**Update! For video instruction on working with wood boards, including oversized seating charts, check out our video tutorial here.**

Wood boards can be a beautiful addition to any wedding or event, but they definitely take a considerable amount of preparation, set up and then of course the lettering itself. This can lead to a potentially tricky conversation with clients who might think “it’s just writing on wood, right?”. Wrong. As anyone who has attempted to work on wood boards knows, it’s never that simple. But there are some key tips that will help you with your board preparation and also making your lettering look like a pro!

First we will cover the tools you need:

  • Wood board in the size desired – these can either be purchased {raw} pre-cut at craft stores such as Michael’s & Hobby Lobby or you can custom cut them out of plywood from home improvement stores. Given how much we value her hand, Laura isn’t “allowed” to handle any cutting, but our team does produce all of our boards in-house.
  • Wood stain – we prefer this stain but there are other options, too
  • Latex gloves
  • Painter mixing stick {usually free in the paint section}
  • Sand paper or power sander for the especially bold {please abide by all safety precautions!}
  • Clean, soft, cotton cloth {we buy packs at home improvement stores – here are some from Amazon}
  • Blue painter’s tape
  • Medium point white paint pen – we prefer these water based Sharpie paint markers

The first step is to prep your wood by thoroughly sanding the entire surface. This means all sides, edges, corners. You don’t have to sand the backside, but we do.

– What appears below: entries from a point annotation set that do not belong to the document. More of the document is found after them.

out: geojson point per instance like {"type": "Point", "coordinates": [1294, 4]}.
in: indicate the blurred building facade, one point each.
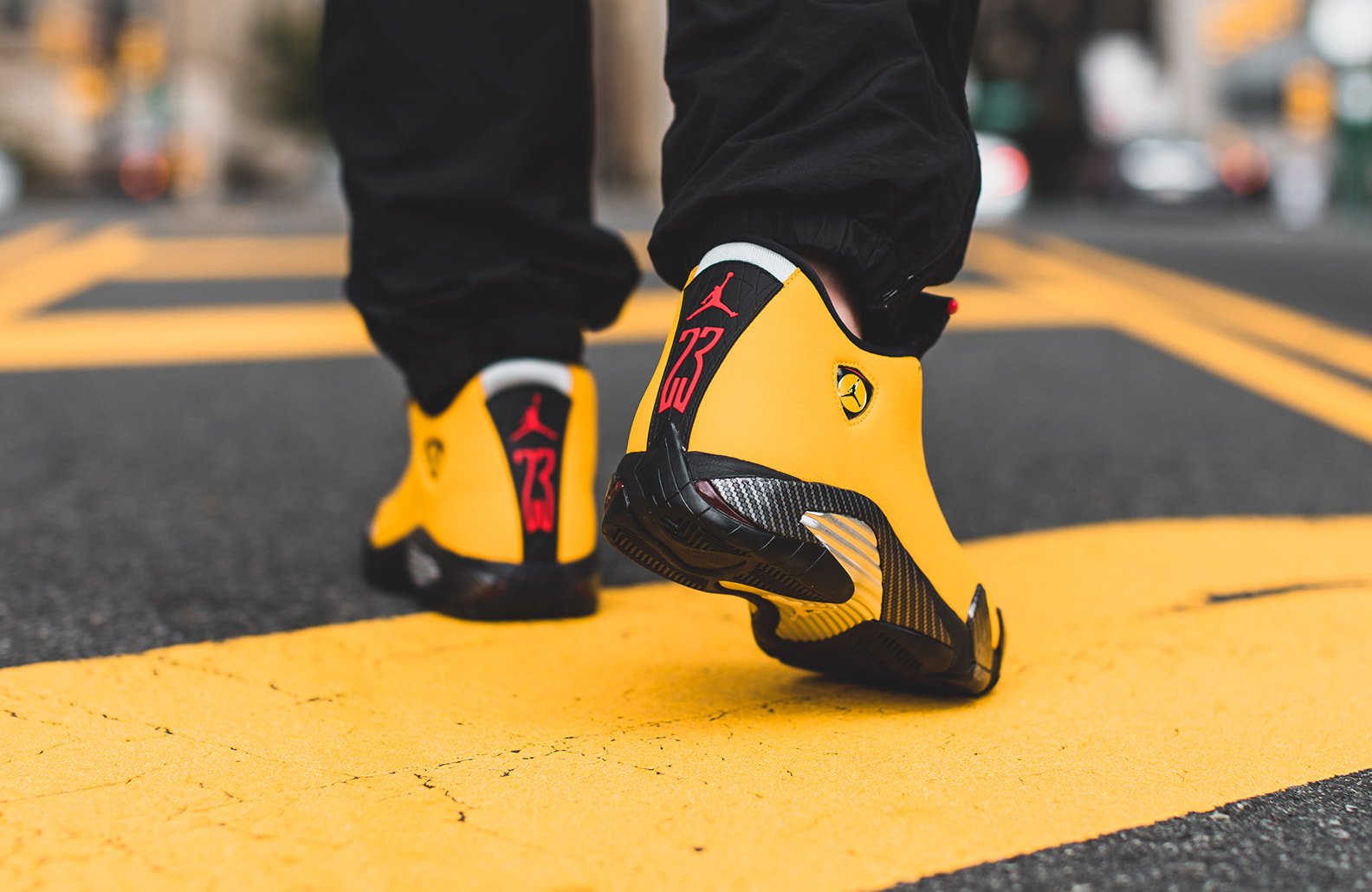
{"type": "Point", "coordinates": [155, 96]}
{"type": "Point", "coordinates": [209, 98]}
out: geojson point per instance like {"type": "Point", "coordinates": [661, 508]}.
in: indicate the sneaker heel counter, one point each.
{"type": "Point", "coordinates": [578, 521]}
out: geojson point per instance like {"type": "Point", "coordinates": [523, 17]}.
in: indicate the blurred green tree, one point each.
{"type": "Point", "coordinates": [288, 49]}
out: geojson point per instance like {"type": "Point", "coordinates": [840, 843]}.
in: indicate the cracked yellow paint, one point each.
{"type": "Point", "coordinates": [653, 747]}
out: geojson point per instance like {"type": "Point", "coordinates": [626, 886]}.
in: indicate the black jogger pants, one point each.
{"type": "Point", "coordinates": [838, 128]}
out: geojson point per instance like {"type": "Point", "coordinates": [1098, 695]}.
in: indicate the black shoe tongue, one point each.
{"type": "Point", "coordinates": [909, 326]}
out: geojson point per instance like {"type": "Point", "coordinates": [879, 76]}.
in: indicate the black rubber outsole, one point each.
{"type": "Point", "coordinates": [674, 523]}
{"type": "Point", "coordinates": [483, 591]}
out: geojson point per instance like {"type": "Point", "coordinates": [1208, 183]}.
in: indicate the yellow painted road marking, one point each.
{"type": "Point", "coordinates": [1226, 333]}
{"type": "Point", "coordinates": [49, 276]}
{"type": "Point", "coordinates": [655, 747]}
{"type": "Point", "coordinates": [1139, 312]}
{"type": "Point", "coordinates": [1216, 307]}
{"type": "Point", "coordinates": [216, 258]}
{"type": "Point", "coordinates": [25, 243]}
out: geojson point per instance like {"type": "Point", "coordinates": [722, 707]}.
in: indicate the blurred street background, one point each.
{"type": "Point", "coordinates": [1259, 106]}
{"type": "Point", "coordinates": [1151, 419]}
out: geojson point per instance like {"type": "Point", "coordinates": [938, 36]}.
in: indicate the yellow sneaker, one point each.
{"type": "Point", "coordinates": [778, 459]}
{"type": "Point", "coordinates": [495, 516]}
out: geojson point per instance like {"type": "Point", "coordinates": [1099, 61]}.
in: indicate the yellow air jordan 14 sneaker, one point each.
{"type": "Point", "coordinates": [778, 459]}
{"type": "Point", "coordinates": [495, 515]}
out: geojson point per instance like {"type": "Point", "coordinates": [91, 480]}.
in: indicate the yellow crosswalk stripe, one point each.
{"type": "Point", "coordinates": [655, 747]}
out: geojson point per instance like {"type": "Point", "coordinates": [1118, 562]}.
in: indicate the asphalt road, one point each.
{"type": "Point", "coordinates": [145, 507]}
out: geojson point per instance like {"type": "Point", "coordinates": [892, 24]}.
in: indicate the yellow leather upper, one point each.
{"type": "Point", "coordinates": [578, 514]}
{"type": "Point", "coordinates": [465, 499]}
{"type": "Point", "coordinates": [774, 403]}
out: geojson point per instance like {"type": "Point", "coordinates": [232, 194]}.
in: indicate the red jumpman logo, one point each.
{"type": "Point", "coordinates": [530, 423]}
{"type": "Point", "coordinates": [716, 300]}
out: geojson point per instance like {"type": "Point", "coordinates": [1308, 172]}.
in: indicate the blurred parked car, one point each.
{"type": "Point", "coordinates": [1005, 180]}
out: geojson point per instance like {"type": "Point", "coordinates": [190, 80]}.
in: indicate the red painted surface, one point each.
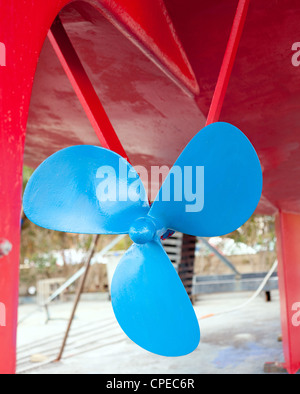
{"type": "Point", "coordinates": [155, 110]}
{"type": "Point", "coordinates": [288, 230]}
{"type": "Point", "coordinates": [84, 89]}
{"type": "Point", "coordinates": [228, 62]}
{"type": "Point", "coordinates": [23, 28]}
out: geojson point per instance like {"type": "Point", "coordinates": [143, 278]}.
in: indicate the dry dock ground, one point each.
{"type": "Point", "coordinates": [239, 342]}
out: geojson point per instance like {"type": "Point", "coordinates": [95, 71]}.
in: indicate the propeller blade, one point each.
{"type": "Point", "coordinates": [214, 186]}
{"type": "Point", "coordinates": [151, 304]}
{"type": "Point", "coordinates": [85, 189]}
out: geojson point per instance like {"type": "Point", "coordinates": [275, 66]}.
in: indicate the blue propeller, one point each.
{"type": "Point", "coordinates": [212, 189]}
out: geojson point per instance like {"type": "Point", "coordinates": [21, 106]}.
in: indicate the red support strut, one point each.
{"type": "Point", "coordinates": [288, 230]}
{"type": "Point", "coordinates": [228, 62]}
{"type": "Point", "coordinates": [84, 88]}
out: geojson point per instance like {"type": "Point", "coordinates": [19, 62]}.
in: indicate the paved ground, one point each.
{"type": "Point", "coordinates": [239, 342]}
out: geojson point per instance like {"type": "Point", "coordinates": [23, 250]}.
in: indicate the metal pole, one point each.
{"type": "Point", "coordinates": [78, 295]}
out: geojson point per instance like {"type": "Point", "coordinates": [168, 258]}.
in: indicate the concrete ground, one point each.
{"type": "Point", "coordinates": [234, 343]}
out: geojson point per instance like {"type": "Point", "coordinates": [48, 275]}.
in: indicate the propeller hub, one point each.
{"type": "Point", "coordinates": [142, 231]}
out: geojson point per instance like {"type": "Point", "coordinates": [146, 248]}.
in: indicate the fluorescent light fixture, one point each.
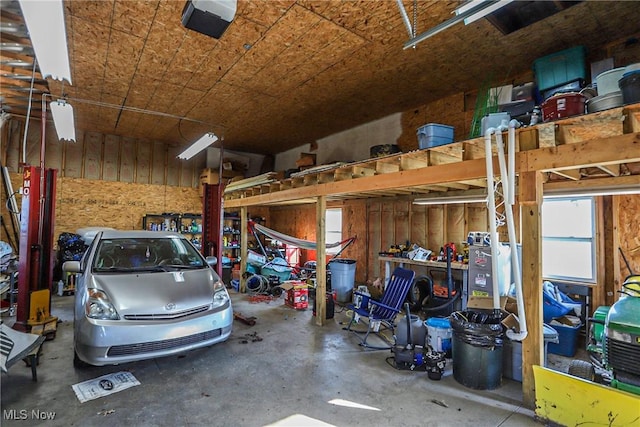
{"type": "Point", "coordinates": [45, 22]}
{"type": "Point", "coordinates": [443, 200]}
{"type": "Point", "coordinates": [488, 9]}
{"type": "Point", "coordinates": [63, 120]}
{"type": "Point", "coordinates": [474, 9]}
{"type": "Point", "coordinates": [206, 140]}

Once sanded, it’s time to stain the wood. Wearing latex gloves open the can of stain and make sure you thoroughly mix it with a paint mixing stick or other stirring utensil. Dip the cloth into the stain and smudge stain evenly over the surface of the wood. We like to stain the back side first, let it dry, turn it over and stain the front. We only apply a single coat to the board.

Now here is what we think is absolutely KEY. Allow your board to completely dry. We let our boards dry at least overnight, but usually longer – days or even weeks. We prep boards in our most commonly ordered sizes and keep them on hand, allowing them to dry for an extended period of time. This is a very important step and can mean the difference between crisp sharp edges with your ink versus bleeding and feathering at the edges. Your stain must absolutely be fully dried. This means same-day prep is out. Again, this is just how we do it, but it has worked well for us.

After you have allowed adequate time for the stain to dry, physically touch the board to determine if it feels damp or tacky at all. Again, if it is not 100% dry, you need to allow more time.

Consider what you would like your board to say and measure out the lines. Laura likes to use removeable blue painters tape to mark where her writing lines will be – this is one of our preferred tips! Just be sure that after you {oh-so-easily} remove your “lines,” that you remember to go back and finish your descenders.

This portion of the process does take a considerable amount of time as you have to calculate spacing, count characters, etc. It can take a couple hours when working on a large seating board, and you want to be sure to account for this timing when you are quoting a product.

Now it’s time to letter! With experience, you will find it easier to gauge how much space your wording will take, but until then you can pencil out your art first. If it’s not covered perfectly, you can erase after the board is finished…and fully dried of course!

Using the paint marker, write out your wording in monoline first, then go back in and fill the thicker areas. This will give your lettering the look of calligraphy. You only want to fill in where the thicker lines would go in pointed-pen calligraphy. Remember, this is for the downstrokes only! Be sure not to fill in your entry or exit strokes with thickness.

If you need help working on your basic lettering, we offer an alphabet exemplar here!

Allow time to dry and give your work a final once-over. Remove your painter’s tape, erase any pencil marks, and voila!